Data preprocessing for deep learning with nuts-ml

Nuts-ml is a new data pre-processing library in Python for GPU-based deep learning in vision. It provides common pre-processing functions as independent, reusable units. These so called ‘nuts’ can be freely arranged to build data flows that are efficient, easy to read and modify.

By Stefan Maetschke, PhD.

Data preprocessing is a fundamental part of any machine learning project and often more time is spent on the data preparation than on the actual machine learning. While some preprocessing tasks are problem specific many others such as partitioning data into training and test folds, stratifying samples or building mini-batches are generic. The following Canonical Pipeline shows the processing steps common for deep-learning in vision.

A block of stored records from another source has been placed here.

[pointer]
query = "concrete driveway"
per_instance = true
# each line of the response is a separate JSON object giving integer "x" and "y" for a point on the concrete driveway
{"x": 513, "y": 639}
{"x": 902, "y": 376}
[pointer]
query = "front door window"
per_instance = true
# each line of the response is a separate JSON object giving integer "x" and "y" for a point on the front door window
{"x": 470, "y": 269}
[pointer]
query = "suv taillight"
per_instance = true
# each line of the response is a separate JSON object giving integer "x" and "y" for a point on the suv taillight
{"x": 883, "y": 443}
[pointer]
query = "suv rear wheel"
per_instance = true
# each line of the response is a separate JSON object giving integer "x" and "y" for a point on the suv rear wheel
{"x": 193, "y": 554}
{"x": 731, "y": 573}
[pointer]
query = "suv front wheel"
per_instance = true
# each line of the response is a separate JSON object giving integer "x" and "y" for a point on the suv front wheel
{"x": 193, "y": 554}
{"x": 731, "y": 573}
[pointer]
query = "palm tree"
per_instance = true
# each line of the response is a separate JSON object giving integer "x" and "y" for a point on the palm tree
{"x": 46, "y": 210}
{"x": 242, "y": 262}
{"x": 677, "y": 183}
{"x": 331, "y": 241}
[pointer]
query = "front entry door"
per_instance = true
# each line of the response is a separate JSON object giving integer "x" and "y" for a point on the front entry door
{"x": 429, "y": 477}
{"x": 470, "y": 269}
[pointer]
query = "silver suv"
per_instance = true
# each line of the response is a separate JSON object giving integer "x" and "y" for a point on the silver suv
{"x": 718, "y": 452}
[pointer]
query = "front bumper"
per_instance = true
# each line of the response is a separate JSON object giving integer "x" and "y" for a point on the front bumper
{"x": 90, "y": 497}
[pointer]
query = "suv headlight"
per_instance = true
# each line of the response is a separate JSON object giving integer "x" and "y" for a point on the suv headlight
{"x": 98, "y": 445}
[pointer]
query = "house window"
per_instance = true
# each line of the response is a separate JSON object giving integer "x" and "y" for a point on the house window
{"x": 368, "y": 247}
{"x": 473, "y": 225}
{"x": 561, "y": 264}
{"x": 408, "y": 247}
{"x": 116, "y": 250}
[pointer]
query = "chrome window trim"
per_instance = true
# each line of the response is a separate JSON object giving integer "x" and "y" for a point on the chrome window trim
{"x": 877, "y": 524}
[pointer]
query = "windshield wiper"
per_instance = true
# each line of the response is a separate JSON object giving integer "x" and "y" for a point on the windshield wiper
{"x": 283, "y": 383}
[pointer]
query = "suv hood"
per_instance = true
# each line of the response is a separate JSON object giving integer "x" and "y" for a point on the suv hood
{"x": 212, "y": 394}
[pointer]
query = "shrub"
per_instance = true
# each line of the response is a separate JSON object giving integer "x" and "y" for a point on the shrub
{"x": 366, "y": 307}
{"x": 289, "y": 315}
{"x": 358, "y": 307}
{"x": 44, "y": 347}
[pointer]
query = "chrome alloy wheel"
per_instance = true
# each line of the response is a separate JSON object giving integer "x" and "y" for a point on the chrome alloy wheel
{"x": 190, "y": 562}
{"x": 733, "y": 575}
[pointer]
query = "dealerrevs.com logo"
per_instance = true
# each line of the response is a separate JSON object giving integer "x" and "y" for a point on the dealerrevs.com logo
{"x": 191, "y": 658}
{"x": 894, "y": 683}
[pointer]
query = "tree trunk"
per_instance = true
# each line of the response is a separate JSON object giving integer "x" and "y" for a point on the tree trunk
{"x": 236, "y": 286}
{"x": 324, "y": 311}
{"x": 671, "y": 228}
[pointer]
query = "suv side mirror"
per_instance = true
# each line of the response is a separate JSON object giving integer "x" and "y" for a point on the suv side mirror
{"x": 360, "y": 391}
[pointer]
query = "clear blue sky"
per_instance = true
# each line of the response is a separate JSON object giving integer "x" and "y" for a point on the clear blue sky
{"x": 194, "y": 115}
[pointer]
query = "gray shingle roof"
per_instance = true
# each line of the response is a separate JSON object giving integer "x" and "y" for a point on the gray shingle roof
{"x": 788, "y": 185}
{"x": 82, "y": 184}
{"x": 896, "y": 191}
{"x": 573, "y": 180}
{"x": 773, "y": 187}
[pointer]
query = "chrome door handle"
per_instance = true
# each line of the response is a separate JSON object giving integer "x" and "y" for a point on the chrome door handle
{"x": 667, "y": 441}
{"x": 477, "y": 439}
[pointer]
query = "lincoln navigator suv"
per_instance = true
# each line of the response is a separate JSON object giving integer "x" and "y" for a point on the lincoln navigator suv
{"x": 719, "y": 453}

A Reader reads sample data stored in text files, Excel or Pandas tables. The Splitter then partitions data into training, validation and test folds and performs stratification if needed. Usually not all image data can be loaded into memory and a Loader loads images on demand. These images are often processed by a Transformer, for resizing, cropping or other adjustments. Furthermore, to increase the training set additional images are synthesized by randomly augmenting (flipping, rotating, …) images using an Augmenter. Efficient, GPU-based machine learning demands that image and label data are grouped in mini-batches via a Batcher before passed on to the Network for training or inference. Finally, to keep track of the training progress, usually a Logger is employed to write training losses or accuracies to a log file.

Some machine learning frameworks such as Keras provide (some of) these preprocessing components hidden behind an API that considerably simplify network training if it fits the task at hand. See the following excerpt of a Keras example to train a model with augmentation.

datagen = ImageDataGenerator(  # augment images

model.fit_generator(datagen.flow(x_train, y_train, batch_size=batch_size),
    validation_data=(x_test, y_test))

However, what if an image format, augmentation or other preprocessing capability is needed that is not provided by the API? Extending a library such as Keras or others is not trivial and the common approach is to (re)implement the required functionality – often in a quick-and-dirty fashion. But implementing a robust data pipeline that loads, transforms, augments and processes images on demand is challenging and time consuming.
nuts-ml is a Python library that provides common preprocessing functions as so called nuts, which can be freely arranged and easily extended to construct efficient data processing pipelines. The following excerpt from a nuts-ml example shows a pipeline for network training, where the >>operator defines the flow of data.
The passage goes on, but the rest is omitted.